2026年02月02日
【研修会報告】実践で学ぶリスク管理 咽頭喀痰吸引
2026年1月25日(日)愛知県歯科衛生士会研修会が、県外からの参加者も多数の中、愛知県歯科医師会館にて集合型で開催された。今回は、医療法人静心会 桶狭間病院 藤田こころケアセンターの渡邉理沙先生に「実践で学ぶリスク管理:咽頭喀痰吸引」 をテーマにご講義いただいた。
午前の部では、歯科衛生士が行う吸引に関する法的解釈と実施者の要件についての講義が行われた。吸引は解剖のイメージが重要となる医療行為であるため、解剖学的知識の復習から始まり、吸引の適応となる状態やアセスメント、咽頭・気管吸引の合併症と対処法、排痰ケア:体位ドレナージやスクイージングについて分かりやすく解説していただいた。

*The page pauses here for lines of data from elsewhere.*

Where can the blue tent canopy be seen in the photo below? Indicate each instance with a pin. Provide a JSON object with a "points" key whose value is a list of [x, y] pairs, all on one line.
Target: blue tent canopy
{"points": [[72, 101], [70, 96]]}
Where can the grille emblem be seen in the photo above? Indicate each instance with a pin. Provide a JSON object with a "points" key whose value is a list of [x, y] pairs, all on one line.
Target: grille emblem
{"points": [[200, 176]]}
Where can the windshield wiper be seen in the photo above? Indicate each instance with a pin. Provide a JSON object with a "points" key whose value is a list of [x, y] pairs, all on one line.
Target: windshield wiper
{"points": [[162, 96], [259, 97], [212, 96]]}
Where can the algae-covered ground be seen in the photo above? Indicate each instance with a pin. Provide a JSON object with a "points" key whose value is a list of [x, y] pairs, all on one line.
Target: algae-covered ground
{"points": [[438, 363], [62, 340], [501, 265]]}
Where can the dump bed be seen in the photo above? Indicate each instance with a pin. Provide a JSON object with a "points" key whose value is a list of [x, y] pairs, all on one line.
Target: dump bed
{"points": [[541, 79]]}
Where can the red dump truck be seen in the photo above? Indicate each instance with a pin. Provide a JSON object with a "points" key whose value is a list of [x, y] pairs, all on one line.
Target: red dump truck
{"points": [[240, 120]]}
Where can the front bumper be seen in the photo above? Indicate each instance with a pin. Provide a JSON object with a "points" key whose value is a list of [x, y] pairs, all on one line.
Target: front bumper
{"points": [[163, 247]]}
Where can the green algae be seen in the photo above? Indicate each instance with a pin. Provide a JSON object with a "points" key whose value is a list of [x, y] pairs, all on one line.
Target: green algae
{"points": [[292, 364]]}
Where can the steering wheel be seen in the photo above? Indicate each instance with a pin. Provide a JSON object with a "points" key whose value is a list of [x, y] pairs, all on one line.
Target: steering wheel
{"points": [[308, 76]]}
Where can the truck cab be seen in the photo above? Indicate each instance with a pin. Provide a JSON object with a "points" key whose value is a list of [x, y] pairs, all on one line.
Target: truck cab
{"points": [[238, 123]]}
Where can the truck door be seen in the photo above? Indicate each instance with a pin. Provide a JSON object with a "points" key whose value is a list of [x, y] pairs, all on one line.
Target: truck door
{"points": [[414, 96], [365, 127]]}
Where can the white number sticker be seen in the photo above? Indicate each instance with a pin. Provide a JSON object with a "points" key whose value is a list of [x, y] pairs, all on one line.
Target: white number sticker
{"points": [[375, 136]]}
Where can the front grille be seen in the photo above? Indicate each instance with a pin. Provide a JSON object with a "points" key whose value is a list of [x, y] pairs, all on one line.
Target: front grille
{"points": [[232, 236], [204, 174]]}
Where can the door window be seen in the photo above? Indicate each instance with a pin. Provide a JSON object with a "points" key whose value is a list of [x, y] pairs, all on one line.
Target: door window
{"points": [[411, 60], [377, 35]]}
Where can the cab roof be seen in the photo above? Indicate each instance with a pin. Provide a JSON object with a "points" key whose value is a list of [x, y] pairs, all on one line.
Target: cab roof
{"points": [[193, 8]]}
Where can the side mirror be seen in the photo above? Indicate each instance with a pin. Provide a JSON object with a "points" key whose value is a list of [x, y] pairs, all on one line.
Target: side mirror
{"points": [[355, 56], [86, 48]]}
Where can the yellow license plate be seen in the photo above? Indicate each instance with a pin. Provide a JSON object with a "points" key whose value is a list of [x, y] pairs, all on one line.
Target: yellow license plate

午後の部では、3つのグループに分かれ、肺理学(スクイージング)、模型を用いての吸引、鼻腔への吸引カテーテル挿入の実習が行われた。また、窒息の徴候、対処法についても解説していただき、リスクマネジメントの重要性についても学ぶことができた。
今回の研修会を通じて、医療従事者としての咽頭喀痰吸引のリスクマネジメントの重要性を改めて認識した。そのため普段から健常者同士で何度も吸引の経験を積み重ねて、吸引手技だけに集中しないように、患者の状態観察を行いながら安全に対応出来るようにしておく必要があると感じた。